Солнце поднялось высоко. Наступал новый день, но сильный ветер не даст выйти в море. Люди займутся домашними делами.

Поспел чай, выпили по несколько кружек. Сорокину было так хорошо здесь, что уходить не хотелось, хотя дел у него невпроворот: надо закончить отчет о первом учебном годе, поработать над собственным проектом букваря. Главное, алфавит. Надо так подобрать буквы русского алфавита, чтобы они были близки чукотским звукам. В принципе, с помощью нескольких дополнительных знаков вполне можно выразить все звуки чукотского языка. Сорокин давно уже пользовался своим, собственным алфавитом, и его ученики читали и писали по-чукотски, используя русскую графику.

Раскрылась дверь, впустив в чоттагин ураган, метнулось пламя в костре, заколыхался меховой занавес полога. Пришел Пэнкок.

- Большой дым на горизонте!

Драбкин с Сорокиным переглянулись.

- Неужели наш пароход? - воскликнули оба разом.

Цепляясь за ярангу, они вышли на улицу, на северную, обращенную к морю сторону.

На горизонте, прямо против Улакского берега курился дымок.

- Он приближается, - сказал Пэнкок.

- Пароход! - закричал Драбкин. - Это тот самый пароход, который мы ждем!
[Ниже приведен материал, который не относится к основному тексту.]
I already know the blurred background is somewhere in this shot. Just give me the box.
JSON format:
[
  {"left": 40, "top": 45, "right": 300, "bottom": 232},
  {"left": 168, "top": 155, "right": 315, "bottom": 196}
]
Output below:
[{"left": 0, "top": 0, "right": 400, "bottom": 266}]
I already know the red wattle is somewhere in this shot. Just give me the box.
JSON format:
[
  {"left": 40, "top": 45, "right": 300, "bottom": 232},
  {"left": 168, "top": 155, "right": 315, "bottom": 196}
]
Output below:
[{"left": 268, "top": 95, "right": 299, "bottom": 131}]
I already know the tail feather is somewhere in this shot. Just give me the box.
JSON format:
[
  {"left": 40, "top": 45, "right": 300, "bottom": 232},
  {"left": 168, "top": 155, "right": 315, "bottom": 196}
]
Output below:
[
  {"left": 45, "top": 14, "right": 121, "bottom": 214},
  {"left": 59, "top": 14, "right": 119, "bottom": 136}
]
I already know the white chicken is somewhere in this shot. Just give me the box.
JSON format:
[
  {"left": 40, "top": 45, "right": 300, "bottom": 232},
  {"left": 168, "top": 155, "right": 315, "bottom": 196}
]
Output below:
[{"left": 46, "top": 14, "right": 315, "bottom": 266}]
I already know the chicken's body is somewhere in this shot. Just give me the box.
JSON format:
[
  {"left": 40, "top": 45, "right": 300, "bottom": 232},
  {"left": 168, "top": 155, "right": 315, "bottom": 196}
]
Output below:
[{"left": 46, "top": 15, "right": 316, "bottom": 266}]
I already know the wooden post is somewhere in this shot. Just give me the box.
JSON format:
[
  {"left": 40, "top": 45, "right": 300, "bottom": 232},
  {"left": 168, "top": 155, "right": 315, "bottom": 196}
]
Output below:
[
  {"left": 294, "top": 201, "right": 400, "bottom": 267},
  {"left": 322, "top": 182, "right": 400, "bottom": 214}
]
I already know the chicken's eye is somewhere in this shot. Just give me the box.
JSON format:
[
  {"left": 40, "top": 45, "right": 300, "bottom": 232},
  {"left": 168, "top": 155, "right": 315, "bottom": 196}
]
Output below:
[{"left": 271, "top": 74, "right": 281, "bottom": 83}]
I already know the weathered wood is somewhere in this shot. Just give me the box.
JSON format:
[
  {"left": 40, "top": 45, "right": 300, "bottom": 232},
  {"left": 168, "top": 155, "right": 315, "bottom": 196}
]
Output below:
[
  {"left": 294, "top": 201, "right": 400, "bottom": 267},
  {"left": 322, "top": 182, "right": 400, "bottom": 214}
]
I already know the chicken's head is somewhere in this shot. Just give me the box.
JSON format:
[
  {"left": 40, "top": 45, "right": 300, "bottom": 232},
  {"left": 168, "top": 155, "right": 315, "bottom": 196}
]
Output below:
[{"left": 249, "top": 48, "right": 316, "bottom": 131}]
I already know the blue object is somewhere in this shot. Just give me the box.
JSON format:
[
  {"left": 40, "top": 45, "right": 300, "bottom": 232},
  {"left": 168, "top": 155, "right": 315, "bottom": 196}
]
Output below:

Тот самый, на котором ты поедешь учиться в Ленинград!

- Кто поедет? - не понял Пэнкок.

- Ты.

- Я? - На его лице было написано такое изумление и растерянность, что Сорокин рассмеялся, - Да этого быть не может!

У каждой яранги стояли люди и смотрели на приближающийся пароход. Драбкин пошел за биноклем.

- Он пошутил? - спросил Пэнкок.

- Нет, - ответил Сорокин, - он не шутил. Мы все никак не решались сказать тебе… Ведь ты недавно женился, да и вдруг не захочешь…

- Как вы могли подумать такое? - обиделся Пэнкок. - Правда, страшно очень… но ведь и в море бывает нелегко. А тут среди людей… Зато я вернусь учителем! Какомэй! Да если Млеткын ездил в Америку, а Тэгрын сидел в тюрьме в Петропавловске, почему я не могу поехать в Ленинград? А Йоо? Она подождет, она мне верит. У нас тоже, наверное, это самое, как сказала Наргинау - любовь…

Драбкин вернулся с биноклем, и Сорокин сообщил ему, что Пэнкок согласен ехать в Ленинград.

- Молодец! - сказал Драбкин и пожал руку Пэнкоку. - Я всегда думал, что ты настоящий комсомолец!

А пароход все приближался, и уже можно было различить надстройки, возвышающиеся над черным корпусом.